The IP address of a virtual interface on the TMS zl Module.

VLAN

Virtual Local Area Network. A logical subnetwork on a switch that is IEEE 802.1Q-enabled. Traffic on one VLAN cannot cross into another VLAN without a Layer 3 routing device.

VoIP

Voice over Internet Protocol. A method of transmitting telephony signals over the packet-switched Internet.

VPN

Virtual Private Network. A network that is tunneled through another network, often a connection to a private network over the Internet. The tunneling is usually achieved through authentication and encryption.

VPN client

The remote endpoint in a client-to-site VPN.

VPN tunnel

A virtual path across an intermediary network (usually the Internet) wherein the ends of the tunnel functions as if they were in the same physical network.

Web browser interface

A management access method that requires an HTTPS over IP connection to the module plus a Web browser. Firefox 2.x and IE 7 are supported.

well-known port

The port on which the IANA has assigned a protocol to run. For example, the well-known port for HTTP is 80.

WESM

Wireless Edge Services zl Module. An HP ProCurve module that manages wireless traffic over the radio ports that it controls.

WinNuke attack

An attack that is launched by sending out-of-band data to port 139, causing the target device to crash.

XAUTH

eXtended AUTHentication.
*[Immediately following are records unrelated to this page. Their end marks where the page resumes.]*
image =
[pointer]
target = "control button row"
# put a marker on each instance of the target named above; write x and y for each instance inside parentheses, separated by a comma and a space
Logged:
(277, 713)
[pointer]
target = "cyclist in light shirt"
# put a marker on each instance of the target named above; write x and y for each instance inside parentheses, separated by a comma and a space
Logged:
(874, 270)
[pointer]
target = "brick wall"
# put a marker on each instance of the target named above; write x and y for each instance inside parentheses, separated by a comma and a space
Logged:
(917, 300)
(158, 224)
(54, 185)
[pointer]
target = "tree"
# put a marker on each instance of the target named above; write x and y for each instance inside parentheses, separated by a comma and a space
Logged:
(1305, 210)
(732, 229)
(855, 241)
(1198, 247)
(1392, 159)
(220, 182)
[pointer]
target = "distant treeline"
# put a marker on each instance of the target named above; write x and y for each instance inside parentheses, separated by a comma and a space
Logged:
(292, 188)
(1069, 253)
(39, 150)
An  optional layer of security that can be enabled in addition to IKE. When enabled, XAUTH requires endpoints to authenticate themselves to the network.

zero-day attack

Any new and previously unknown attack for which a signature has not yet been devised.

zone

Logical groupings of VLANs that can be created when the TMS zl Module is in routing mode. Firewall and NAT policies govern traffic flow between zones.

ZONEx

ZONE1 - ZONE6. Additional zones that are intended for whatever the user needs: additional internal VLANs, more VLANs in the DMZ, or other VLANs that connect to untrusted networks.